There was one place, however, where he’d yet to visit. Until this week.
Christian finally set foot inside the visiting clubhouse in the capital city for the first time on Monday as a member of the Richmond Flying Squirrels.
“It was a little bit different,” Christian said.
“Being over on the home side, you always see the opposing team come in, but being on the other side and coming in was a little bit different. But it still kind of feels like home over here.”
Now 31 years old and three seasons removed from a 24-game stint in the big leagues with the New York Yankees, the personable native of Lincoln, NE went 0-for-4 in his first game back in his old stomping grounds, but ultimately hit .333 (4-for-12) over the course of the three-game series.
Christian finds himself back in Double-A during his first season in the San Francisco Giants organization, despite spending a brief part of spring training in big league camp and the remainder of it with the Triple-A group.
“There was an injury that happened here that allowed me to have to come here,” said Christian, who’s batting .265 through his first 14 games this season.
“I don’t look at it as it being any different than being in Triple-A, I still have to come out here and play well every day. For me, to come back to Double-A — which I think is one of the hardest leagues, especially the Eastern League — it’ll definitely be a challenge. Having to come back here, if you put up numbers, you won’t be here long…it is what it is, and you can’t really do much about it. I think the only way you can look at it is from a positive outlook and say hey, you’re going to get your AB’s and you’re going to play and you have your opportunity to play well and (get out).”
The road has certainly been one with many twists and turns since Christian played for the Yankees in 2008, a stint in which he certainly held his own by hitting .250 and stealing seven bases in his first and, to date, only Major League service time. Christian signed with the Baltimore Orioles in 2009, but stayed in Triple-A Norfolk for the duration of the year before his season was cut short due to an arm injury.
Christian joined the independent Atlantic League’s Southern Maryland Blue Crabs early on during the 2010 season, looking to show teams that he was healthy, and he was quickly signed by the Yankees and assigned back to Trenton after a brief stay in Waldorf. Christian split last season between Trenton and Triple-A Scranton, and appears no closer to a big league return with the Giants than he was with New York last season. But considering the road Christian took to even get to affiliated ball in the first place — coming through independent ball and signing with the Yankees as a free agent — Christian is able to maintain a positive attitude.

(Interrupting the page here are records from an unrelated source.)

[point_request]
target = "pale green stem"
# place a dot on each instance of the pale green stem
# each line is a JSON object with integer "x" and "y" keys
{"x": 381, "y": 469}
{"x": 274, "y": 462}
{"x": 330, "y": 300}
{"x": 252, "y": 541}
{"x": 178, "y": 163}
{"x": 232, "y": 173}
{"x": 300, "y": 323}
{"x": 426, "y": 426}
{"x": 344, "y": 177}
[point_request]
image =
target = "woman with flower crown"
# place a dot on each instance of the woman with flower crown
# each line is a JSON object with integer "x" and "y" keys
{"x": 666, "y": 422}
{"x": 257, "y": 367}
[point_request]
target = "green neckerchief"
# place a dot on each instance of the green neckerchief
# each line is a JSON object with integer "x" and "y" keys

“I feel like I’ve had to do double what everyone else had to do for my entire career anyway in pro ball,” Christian said.
“Being an All-American in college and having to go to independent ball and not being drafted, and then playing well every level and still not getting an opportunity. It’s one of those things for me where if I were to write a book, it would probably be a pretty good book just because of all the adversity I’ve had to go through in baseball. Just because you’ve played in the big leagues doesn’t mean you’re going to be an everyday player in the big leagues or that you’re even going to get back to the big leagues.”
For Christian, he says a big league return is a realistic goal, so long as he can stay consistent.
“My numbers at the end of the year are always pretty good, so for me, it’s not a matter of putting pressure on myself. It’s a matter of being as consistent as possible throughout the entire year,” he said.
“The difference between the minor league guys and the major league guys is simply that, the consistency of being able to put together quality at-bats. Once that starts happening, I feel like I’ll be able to have the numbers and I’ll be where I need to be.”